Достала из русской печки кипяток, бросила ему в чашку хорошую заварку чая. Как он обрадовался! Оказывается, не пил настоящий чай все годы, что прожил в лагере. А японцу без чая, как курильщику без табака.

Объясняемся смесью слов: он русско-английских, я — русско-немецких (он немного понимает немецкий). Выручают иногда и формулы, например, вместо «вода» — Н2О, и международная «латинская кухня». Ничего, соображаем.

28 февраля. Получила я от Ликина телеграмму: «Рукопись выслана на адрес коменданта. Справьтесь и получите». Бывают же такие порядочные люди! Пошла в Пятково, к коменданту.

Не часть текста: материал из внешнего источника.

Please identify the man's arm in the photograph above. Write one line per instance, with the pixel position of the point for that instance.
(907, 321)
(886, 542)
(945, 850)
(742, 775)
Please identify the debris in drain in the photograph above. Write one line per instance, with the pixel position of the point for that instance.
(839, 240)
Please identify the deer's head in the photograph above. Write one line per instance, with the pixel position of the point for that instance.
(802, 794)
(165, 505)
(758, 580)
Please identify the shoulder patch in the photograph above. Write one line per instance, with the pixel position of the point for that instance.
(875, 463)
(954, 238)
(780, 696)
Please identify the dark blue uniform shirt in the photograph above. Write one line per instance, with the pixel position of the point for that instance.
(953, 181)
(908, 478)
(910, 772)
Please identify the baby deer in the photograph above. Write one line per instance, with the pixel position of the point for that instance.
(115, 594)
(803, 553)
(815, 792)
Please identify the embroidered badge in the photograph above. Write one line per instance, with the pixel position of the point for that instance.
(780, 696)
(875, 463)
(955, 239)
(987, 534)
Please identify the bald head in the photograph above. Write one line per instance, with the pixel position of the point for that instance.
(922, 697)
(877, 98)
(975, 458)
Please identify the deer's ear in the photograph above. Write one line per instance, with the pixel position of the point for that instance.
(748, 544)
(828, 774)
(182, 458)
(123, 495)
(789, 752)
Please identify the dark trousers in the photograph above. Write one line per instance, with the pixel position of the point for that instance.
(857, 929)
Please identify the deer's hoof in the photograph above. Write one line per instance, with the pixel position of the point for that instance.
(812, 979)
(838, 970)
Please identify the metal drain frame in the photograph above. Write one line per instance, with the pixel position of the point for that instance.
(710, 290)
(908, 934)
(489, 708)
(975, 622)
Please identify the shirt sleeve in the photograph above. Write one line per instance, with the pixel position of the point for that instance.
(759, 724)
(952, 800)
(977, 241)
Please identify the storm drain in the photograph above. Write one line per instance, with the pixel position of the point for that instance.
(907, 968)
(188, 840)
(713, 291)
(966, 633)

Прошу выдать рукопись.

— Нет у меня никакой рукописи!

Показываю телеграмму.

— Что же, мне телеграфировать оперуполномоченному в Темники, что рукопись потерялась?

Посмотрел волком. Помолчал. Буркнул:

— Зайдите через неделю.

Значит, рукопись давно у него, не хотел отдавать… А теперь — боится и не знает, как поступить. Но добьюсь, выдаст…

Дальше — перерыв в записях. Не помню, почему. Может быть, потому, что подошли дни болезни и смерти Сталина, а про это нельзя было писать, слишком довлело «табу» даже мыслей о Сталине. Слышали ежедневно по радио краткие сообщения «болен… опасно болен». Что? Что дальше? «Положение серьезное… Угрожающее…» Умер? Ну? Что будет дальше? Надо делать невозмутимое грустно-безразличное лицо…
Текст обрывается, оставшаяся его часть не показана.